A novel HIF-1α/VMP1-autophagic pathway induces resistance to photodynamic therapy in colon cancer cells.

Colon cancer is the third most frequent cancer and the fourth most common cause of cancer-related mortality worldwide and the standard therapy is surgical resection plus adjuvant chemotherapy. Photodynamic therapy (PDT) has been proposed as an adjuvant therapy because it can prevent the tumor recurrence after surgical excision in colon cancer patients. Hypoxia is a common feature in solid tumors and leads to chemo/radioresistance. Recently, it has been shown that in response to hypoxia, cells can induce HIF-1α-mediated autophagy to survive in this hostile microenvironment. Moreover, hypoxia and autophagy have been implicated in the resistance to antitumor PDT. However, the molecular signals by which HIF-1α induces autophagy in the PDT context have not been studied yet. Here we evaluate the interplay between HIF-1α and autophagy as well as the underlying mechanism in the PDT resistance of colon cancer cells. Our study demonstrates that HIF-1α stabilization significantly increases VMP1-related autophagy through binding to hypoxia responsive elements in the VMP1 promoter.

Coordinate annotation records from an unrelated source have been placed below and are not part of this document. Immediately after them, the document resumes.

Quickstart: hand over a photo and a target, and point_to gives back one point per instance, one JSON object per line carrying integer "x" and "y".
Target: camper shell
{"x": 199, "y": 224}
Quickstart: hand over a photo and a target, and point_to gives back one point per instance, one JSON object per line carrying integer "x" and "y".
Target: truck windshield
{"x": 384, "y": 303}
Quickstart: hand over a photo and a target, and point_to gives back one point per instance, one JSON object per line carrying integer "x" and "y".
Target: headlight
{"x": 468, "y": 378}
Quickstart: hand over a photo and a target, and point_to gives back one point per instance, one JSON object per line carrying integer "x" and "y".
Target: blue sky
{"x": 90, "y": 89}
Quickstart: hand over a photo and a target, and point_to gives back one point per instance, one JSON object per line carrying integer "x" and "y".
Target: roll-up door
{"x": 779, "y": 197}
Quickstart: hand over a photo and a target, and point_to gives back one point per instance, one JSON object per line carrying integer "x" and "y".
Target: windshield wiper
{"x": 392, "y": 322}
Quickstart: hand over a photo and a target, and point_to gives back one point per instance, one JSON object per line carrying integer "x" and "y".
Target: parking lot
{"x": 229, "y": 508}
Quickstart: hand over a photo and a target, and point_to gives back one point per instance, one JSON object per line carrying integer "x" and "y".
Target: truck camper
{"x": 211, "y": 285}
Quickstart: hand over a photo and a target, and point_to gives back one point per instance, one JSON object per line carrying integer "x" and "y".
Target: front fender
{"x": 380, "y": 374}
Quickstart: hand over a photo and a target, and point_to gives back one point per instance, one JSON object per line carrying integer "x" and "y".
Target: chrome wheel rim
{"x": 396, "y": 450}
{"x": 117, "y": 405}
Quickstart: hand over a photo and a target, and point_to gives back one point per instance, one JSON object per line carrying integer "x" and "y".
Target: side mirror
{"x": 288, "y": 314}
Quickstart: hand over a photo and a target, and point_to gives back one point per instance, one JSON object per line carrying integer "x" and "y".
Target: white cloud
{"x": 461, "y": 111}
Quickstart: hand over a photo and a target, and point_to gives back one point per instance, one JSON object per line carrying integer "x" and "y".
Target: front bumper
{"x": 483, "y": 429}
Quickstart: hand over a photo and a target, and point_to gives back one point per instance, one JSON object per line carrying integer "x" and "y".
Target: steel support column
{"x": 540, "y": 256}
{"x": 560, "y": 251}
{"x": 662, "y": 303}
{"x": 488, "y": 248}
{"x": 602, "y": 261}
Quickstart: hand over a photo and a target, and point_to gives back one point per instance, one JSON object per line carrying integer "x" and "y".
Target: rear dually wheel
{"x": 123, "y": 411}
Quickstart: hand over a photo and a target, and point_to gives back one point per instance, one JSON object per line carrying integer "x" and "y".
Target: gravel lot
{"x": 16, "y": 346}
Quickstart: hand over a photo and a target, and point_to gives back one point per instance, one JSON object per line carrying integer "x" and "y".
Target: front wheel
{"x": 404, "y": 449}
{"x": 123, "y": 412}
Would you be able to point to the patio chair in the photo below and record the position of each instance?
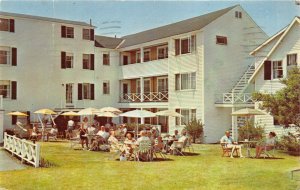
(143, 150)
(227, 150)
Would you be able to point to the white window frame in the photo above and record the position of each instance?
(8, 90)
(190, 77)
(276, 69)
(107, 91)
(165, 47)
(8, 56)
(72, 60)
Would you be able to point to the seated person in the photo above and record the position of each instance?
(267, 145)
(83, 138)
(53, 132)
(229, 143)
(181, 139)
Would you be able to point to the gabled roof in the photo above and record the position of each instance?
(107, 42)
(45, 18)
(283, 35)
(177, 28)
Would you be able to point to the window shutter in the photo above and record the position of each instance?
(11, 25)
(13, 119)
(92, 91)
(28, 117)
(92, 57)
(79, 91)
(14, 56)
(267, 70)
(63, 60)
(63, 31)
(92, 34)
(177, 46)
(13, 90)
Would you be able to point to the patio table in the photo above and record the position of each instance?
(248, 143)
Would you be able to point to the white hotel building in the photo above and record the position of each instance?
(196, 67)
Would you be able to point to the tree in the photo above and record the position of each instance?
(284, 105)
(195, 128)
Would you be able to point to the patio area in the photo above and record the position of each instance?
(207, 169)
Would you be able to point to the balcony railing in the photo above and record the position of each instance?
(145, 97)
(234, 98)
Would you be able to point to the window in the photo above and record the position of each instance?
(147, 55)
(222, 40)
(88, 34)
(238, 14)
(106, 59)
(187, 114)
(88, 61)
(291, 59)
(277, 69)
(8, 89)
(162, 52)
(106, 87)
(86, 91)
(185, 45)
(4, 57)
(7, 25)
(138, 57)
(185, 81)
(67, 32)
(5, 88)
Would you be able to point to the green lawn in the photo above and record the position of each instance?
(78, 169)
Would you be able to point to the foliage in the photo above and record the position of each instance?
(251, 132)
(284, 105)
(194, 128)
(290, 142)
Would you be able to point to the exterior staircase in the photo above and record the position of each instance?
(236, 95)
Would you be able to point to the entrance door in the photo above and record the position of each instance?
(69, 93)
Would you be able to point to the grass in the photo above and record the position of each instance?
(77, 169)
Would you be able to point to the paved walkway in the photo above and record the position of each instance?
(7, 163)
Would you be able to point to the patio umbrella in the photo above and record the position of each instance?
(45, 112)
(17, 113)
(168, 113)
(247, 112)
(88, 111)
(138, 114)
(70, 113)
(110, 109)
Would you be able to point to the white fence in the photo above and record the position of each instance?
(22, 148)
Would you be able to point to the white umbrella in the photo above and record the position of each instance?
(17, 113)
(138, 114)
(106, 114)
(88, 111)
(70, 113)
(110, 109)
(168, 113)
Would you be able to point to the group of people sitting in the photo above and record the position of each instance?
(265, 145)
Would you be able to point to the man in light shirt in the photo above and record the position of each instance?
(228, 140)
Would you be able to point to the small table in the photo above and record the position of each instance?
(248, 143)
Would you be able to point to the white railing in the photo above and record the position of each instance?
(145, 97)
(234, 98)
(1, 101)
(22, 148)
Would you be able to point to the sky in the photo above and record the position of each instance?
(128, 17)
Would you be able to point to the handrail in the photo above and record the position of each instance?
(22, 148)
(145, 97)
(234, 98)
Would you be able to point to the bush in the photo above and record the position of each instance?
(194, 128)
(290, 142)
(251, 132)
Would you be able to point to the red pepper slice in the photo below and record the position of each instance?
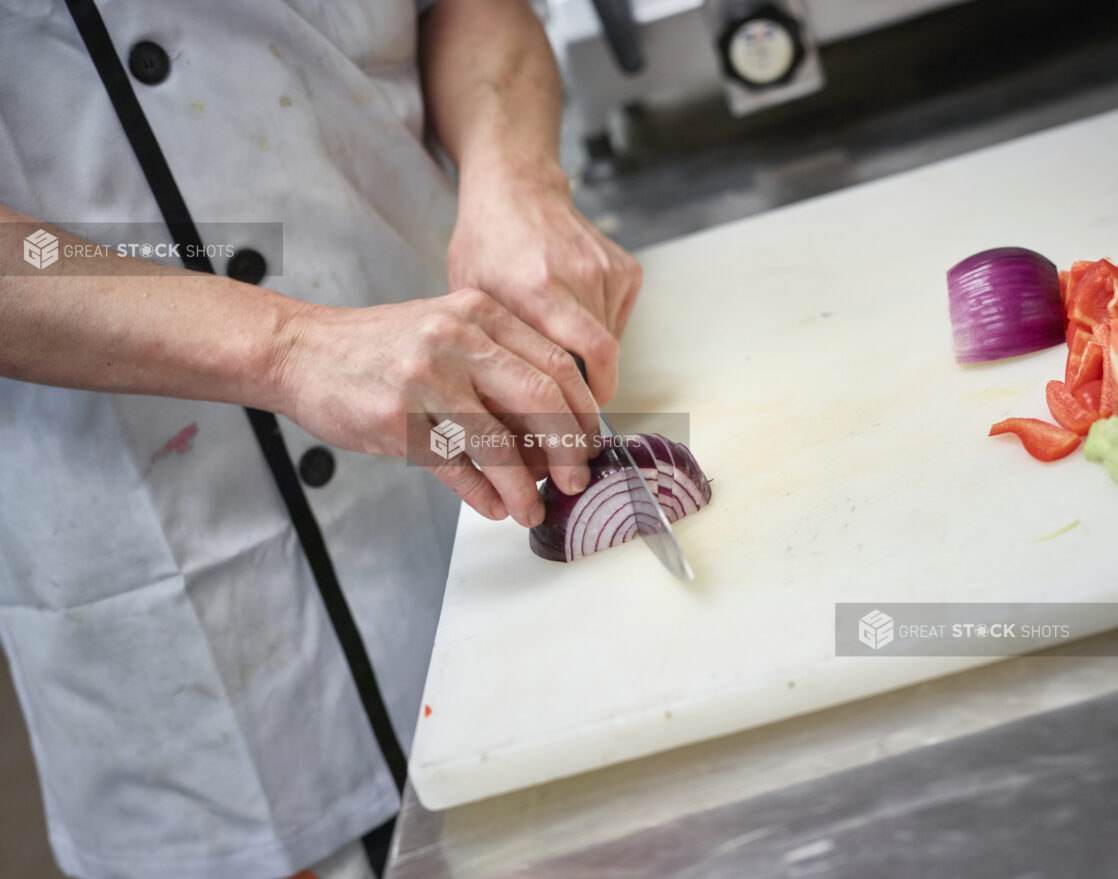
(1068, 410)
(1087, 303)
(1089, 367)
(1078, 339)
(1043, 441)
(1108, 395)
(1089, 395)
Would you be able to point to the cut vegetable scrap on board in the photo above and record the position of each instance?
(1011, 301)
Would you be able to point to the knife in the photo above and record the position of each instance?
(652, 525)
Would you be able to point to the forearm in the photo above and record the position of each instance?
(492, 88)
(140, 329)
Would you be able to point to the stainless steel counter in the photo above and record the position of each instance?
(1005, 771)
(1010, 764)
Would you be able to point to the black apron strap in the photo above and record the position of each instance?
(155, 169)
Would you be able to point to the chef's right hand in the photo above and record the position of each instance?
(352, 376)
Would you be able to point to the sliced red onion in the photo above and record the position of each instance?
(1004, 302)
(604, 514)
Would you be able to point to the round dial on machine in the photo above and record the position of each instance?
(763, 48)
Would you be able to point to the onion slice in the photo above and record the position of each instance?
(604, 513)
(1004, 302)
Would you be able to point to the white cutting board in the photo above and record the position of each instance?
(813, 350)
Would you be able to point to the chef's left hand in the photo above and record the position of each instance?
(521, 239)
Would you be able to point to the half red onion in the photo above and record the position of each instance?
(1004, 302)
(604, 514)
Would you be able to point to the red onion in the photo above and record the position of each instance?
(604, 514)
(1004, 302)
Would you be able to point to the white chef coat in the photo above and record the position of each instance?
(190, 710)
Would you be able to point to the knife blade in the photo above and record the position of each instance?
(652, 525)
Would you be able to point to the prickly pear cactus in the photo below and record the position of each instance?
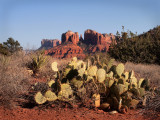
(120, 69)
(50, 96)
(101, 75)
(65, 92)
(51, 82)
(54, 66)
(92, 71)
(39, 98)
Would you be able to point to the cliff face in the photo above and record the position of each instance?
(69, 47)
(70, 37)
(49, 43)
(99, 42)
(66, 51)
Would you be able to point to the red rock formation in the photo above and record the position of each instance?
(50, 43)
(99, 42)
(70, 36)
(66, 51)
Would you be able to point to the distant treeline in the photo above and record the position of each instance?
(144, 48)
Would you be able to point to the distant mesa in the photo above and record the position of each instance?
(69, 45)
(66, 51)
(70, 36)
(99, 42)
(49, 43)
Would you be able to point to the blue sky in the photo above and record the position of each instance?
(29, 21)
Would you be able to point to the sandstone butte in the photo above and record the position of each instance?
(98, 41)
(69, 47)
(49, 43)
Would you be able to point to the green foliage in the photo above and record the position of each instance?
(12, 46)
(115, 87)
(144, 48)
(3, 50)
(37, 61)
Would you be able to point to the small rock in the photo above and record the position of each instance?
(113, 112)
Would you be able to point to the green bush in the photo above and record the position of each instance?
(144, 48)
(37, 61)
(10, 47)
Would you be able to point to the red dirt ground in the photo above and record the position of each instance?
(70, 114)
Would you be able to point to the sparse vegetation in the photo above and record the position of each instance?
(143, 48)
(10, 47)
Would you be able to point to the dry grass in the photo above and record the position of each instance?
(14, 78)
(151, 72)
(46, 70)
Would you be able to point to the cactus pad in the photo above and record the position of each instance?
(50, 96)
(54, 66)
(65, 92)
(92, 71)
(39, 98)
(101, 75)
(51, 82)
(120, 69)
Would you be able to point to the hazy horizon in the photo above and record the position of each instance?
(30, 21)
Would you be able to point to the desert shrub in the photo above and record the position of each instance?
(10, 46)
(146, 71)
(14, 79)
(91, 84)
(38, 59)
(138, 49)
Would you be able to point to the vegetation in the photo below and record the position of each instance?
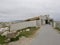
(28, 33)
(25, 33)
(2, 39)
(57, 28)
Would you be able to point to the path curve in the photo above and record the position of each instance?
(47, 36)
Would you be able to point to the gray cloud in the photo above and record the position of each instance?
(23, 9)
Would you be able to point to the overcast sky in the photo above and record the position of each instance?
(23, 9)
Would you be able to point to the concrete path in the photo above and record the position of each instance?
(46, 36)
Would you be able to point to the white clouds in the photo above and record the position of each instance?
(21, 9)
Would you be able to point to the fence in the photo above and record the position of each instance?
(21, 25)
(56, 24)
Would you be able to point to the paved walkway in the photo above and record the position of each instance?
(47, 36)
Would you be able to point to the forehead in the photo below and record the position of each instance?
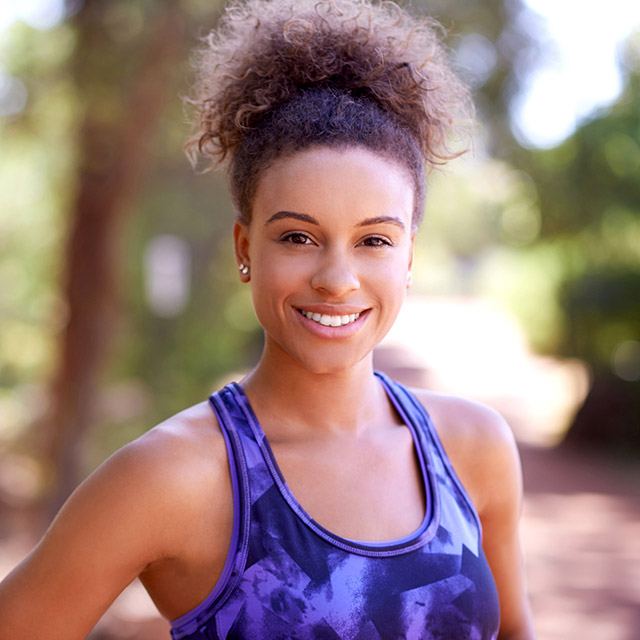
(335, 184)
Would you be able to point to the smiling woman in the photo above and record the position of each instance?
(316, 497)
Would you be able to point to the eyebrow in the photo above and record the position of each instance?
(305, 217)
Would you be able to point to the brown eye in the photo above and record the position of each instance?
(376, 241)
(296, 238)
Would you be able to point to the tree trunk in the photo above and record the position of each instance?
(117, 127)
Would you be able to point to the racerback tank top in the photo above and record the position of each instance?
(288, 577)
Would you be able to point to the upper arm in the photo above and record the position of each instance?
(105, 534)
(499, 509)
(483, 451)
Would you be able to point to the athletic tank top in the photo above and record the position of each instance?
(288, 577)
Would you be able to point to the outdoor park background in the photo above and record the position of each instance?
(120, 305)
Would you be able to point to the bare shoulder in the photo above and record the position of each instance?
(480, 444)
(151, 488)
(176, 459)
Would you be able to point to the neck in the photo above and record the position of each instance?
(286, 396)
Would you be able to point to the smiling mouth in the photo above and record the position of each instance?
(330, 321)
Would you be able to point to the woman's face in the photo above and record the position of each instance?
(329, 248)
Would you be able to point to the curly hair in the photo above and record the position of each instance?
(278, 76)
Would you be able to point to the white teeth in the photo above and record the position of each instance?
(330, 321)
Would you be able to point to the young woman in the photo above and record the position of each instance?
(314, 498)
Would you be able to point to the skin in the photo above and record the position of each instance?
(351, 253)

We show that HIF-1α-induced autophagy increases colon cancer cell survival as well as decreases cell death after PDT. Moreover, here we demonstrate that HIF-1α-induced autophagy is mediated by VMP1 expression, since the downregulation of VMP1 by the RNA interference strategy reduces HIF-1α-induced autophagy and cell survival after PDT. In conclusion, PDT induces autophagy as a survival mechanism and the induction of the novel HIF-1α/VMP1-autophagic pathway may explain, at least in part, the resistance of colon cancer cells to PDT. The knowledge of the molecular mechanisms involved in PDT resistance may lead to more accurate therapeutic strategies.